India’s Olympic hopes, after staring at Rajyavardhan Singh Rathore’s double-barrel rifle for most of 2007, were shot between the eyes in March this year. Dealing with a long confidence crisis, he scored an abysmal 129/150 at the Asian Clay Championship in Jaipur. Later, a seventh-place finish at the World Cup meant Rathore didn’t seem the shooter he was in 2004 when he won India’s only medal — a silver — at the Athens Games.
Rathore hasn’t returned home since March. Away from media glare and doomsday predictions, he’s fighting his personal demons in the United States, his pre-Olympics training destination from where he will go directly to Beijing.
In a rare interview a little over a month before the Olympics, he told The Sunday Express that his positive mindset — “rising of the sun”, he called it — was back. “I’ve been deep in the dumps for lack of personal motivation,” he said in a detailed e-mail interview. “If you have noticed, my performance took a dip after I won gold at the Cairo World Cup in 2006. To start with, I immediately pulled myself out of all competitions from January 2007 to July 2007. This phase also coincided with the loss of motivation to be my best, for a variety of reasons.”
During the six-month break in 2007 and subsequent lows in the first half of the Olympic year, Rathore dealt with recurring bouts of self-doubt. “Probably people thought that there was something terribly wrong with my shooting. In fact, I pondered over the technical reasons for low scores, kept changing my styles and adjusting my gun,” he said.
It was at this stage that Rathore, desperately needing to wipe out the pessimism, found a coach, Josh Lakatos, a silver-medallist at the 1996 Atlanta Games. The troubled shooter experienced an instant connect as Lakatos had travelled the same traumatic road as Rathore.

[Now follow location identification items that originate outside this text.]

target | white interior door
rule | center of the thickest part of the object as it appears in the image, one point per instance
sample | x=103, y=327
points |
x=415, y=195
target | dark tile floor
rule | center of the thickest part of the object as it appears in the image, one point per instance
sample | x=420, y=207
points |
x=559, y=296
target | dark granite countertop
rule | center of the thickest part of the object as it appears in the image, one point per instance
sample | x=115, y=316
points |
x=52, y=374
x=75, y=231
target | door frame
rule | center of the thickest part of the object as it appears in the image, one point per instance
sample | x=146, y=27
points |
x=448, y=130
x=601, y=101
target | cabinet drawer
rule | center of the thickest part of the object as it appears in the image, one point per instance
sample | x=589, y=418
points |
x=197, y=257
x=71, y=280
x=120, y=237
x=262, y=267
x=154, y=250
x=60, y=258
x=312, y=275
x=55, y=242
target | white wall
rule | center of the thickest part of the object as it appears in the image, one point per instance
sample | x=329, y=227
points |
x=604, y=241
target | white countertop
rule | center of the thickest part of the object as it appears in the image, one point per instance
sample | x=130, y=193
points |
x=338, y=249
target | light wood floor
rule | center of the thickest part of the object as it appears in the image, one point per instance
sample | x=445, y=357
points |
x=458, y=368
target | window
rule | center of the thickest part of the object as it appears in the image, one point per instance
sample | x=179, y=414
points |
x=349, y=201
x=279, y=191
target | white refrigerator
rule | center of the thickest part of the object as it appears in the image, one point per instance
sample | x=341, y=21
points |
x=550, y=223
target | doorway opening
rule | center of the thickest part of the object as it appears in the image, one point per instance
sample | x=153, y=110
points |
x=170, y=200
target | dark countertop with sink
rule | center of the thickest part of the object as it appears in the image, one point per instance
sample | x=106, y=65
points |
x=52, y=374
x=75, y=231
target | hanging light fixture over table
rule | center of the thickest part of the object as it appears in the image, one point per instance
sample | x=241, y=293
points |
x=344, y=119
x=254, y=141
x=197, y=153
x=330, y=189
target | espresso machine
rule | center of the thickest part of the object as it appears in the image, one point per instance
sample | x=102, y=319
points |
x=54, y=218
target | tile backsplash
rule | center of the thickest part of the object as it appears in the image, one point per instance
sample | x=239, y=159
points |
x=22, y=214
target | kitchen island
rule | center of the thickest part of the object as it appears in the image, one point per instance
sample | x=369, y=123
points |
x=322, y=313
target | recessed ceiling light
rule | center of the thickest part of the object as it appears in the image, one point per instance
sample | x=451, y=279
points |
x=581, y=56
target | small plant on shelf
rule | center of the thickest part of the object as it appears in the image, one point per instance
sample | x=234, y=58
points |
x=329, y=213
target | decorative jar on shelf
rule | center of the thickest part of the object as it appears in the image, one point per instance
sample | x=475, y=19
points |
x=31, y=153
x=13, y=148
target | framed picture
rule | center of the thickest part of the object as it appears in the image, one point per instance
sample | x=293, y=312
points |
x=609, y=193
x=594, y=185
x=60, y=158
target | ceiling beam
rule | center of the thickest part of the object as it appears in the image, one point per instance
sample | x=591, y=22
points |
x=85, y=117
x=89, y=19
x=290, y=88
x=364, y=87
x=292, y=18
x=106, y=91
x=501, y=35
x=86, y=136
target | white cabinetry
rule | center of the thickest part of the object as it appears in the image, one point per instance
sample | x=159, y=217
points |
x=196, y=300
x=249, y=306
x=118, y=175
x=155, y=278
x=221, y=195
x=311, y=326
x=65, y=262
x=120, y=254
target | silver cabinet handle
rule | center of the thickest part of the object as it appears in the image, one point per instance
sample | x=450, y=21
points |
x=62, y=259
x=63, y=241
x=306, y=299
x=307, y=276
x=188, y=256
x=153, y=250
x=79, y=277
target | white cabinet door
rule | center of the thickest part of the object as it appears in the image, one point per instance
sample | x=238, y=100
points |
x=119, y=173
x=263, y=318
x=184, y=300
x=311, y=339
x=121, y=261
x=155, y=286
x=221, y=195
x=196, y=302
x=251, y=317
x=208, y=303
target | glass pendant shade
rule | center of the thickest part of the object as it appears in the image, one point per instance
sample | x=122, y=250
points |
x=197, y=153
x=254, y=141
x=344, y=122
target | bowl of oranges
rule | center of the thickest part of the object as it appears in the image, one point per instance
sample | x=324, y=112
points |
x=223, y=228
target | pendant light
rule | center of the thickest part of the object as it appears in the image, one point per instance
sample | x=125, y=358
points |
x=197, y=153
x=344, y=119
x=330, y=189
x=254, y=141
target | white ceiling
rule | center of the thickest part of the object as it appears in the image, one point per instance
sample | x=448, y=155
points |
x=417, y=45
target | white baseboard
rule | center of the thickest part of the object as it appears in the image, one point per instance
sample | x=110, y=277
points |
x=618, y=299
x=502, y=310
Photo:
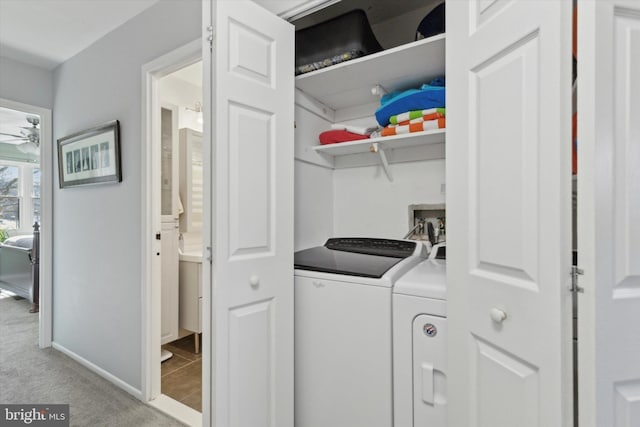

After his Atlanta silver, the American saw motivation evaporate and expectations bloat. By the time Sydney 2000 was approaching, Lakatos had lost his way. “Josh could see me heading the same way and wanted me to look at the real reason for not doing well in competitions. This meant answering the basic question of what I love doing in life, what gives me a sense of satisfaction and happiness,” said Rathore.
After a couple of sessions with Lakatos, Rathore said he experienced a metamorphosis. Today, he says he isn’t too worried about failure or success and is sure he will rise to the challenge in Beijing. “I guess this is my nature. The past does not matter and the future is uncertain. I am trying to be my best in the present. While doing it, the results are not always positive, but stopping is surely not a positive result,” he said.
The man, who after the Athens silver was projected as someone who could do no wrong, is now much more comfortable with chinks in his armour. “I have seen in my experience that sometimes the weaknesses vanish in a few days and sometimes they linger on. Just thinking of this uncertainty gives me a thrill. I will do what I must do and then wait for my destiny to reveal itself.”
In conclusion, Rathore said: “I wish every Indian Olympic athlete preparing for the 2008 Olympics the very best. Let someone bring the Olympic gold to India.” Someone? Maybe, it’s his way of avoiding the pressure of expectations, or perhaps he is saying, “Don’t expect only me to be your best shot.”